Although I'm not completely sure it was allowed to climb up to the top, there were a number of people who had done so. However, all the entrances were barred up, with only a hole in one of the sets of bars giving access. So I think it was illicit entry. I still went up. Hey, what's good for some should be good for all, I say. At the top the view was really very nice.


Next to the pyramidal structure was the mosque. The walls had fallen down at some point, but it was still a functioning space and I noticed a number of people doing some kind of prayers before the wall facing to Mecca.








After that little corner had been investigated I headed into the lawn area where there was a large well. This is where I bumped into the two guards/caretakers again. The well had been fenced off with gates, that were closed, at the entrances. But the guards beckoned me forward and opened it up and then invited me in. My heart sank a bit because I was sure this was going to cost me. And I was really getting short on money if I was going to make it to the next day without having to go to a bank again. But they were also so insistent that I couldn't quite figure out a good way to refuse. So I went in. One of them explained to me the reason why it was fenced off. The well is quite deep, 50 meters or something like that. There are no fences keeping people from the edge of the well, and I was told that 3 children had fallen in at some point and drowned in the well.

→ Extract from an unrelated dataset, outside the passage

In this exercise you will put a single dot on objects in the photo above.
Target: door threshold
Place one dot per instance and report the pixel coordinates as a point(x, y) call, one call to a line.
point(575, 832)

I could understand why it was off-limits. And yet it was also really interesting inside. I liked looking around at the structure of this enormous well.


After they showed it to me, we left. I started walking towards the entrance, fully intending to not make a big deal of anything. And I was also going to pretend that I had no idea of what might be expected of me, in terms of a monetary thank for being allowed into the well. They never said anything either, and I don't know if it was because they were embarrassed to have to make it clear, whether it was the other couple who wandered into the well after us, who were Indian, and who didn't offer any monetary thank you, or whether they were just being friendly and I had once again been overly suspicious. In any case, I left the citadel without having to pay anything else for the experience. And it made up for the rude treatment at the Jama Masjid mosque. It put a nice little cap on my last day in Delhi and left a good impression of India to leave the country with.

So I went and had my last big meal in India, or Indian food and went back to my hotel to prepare for my flight to Egypt the next day.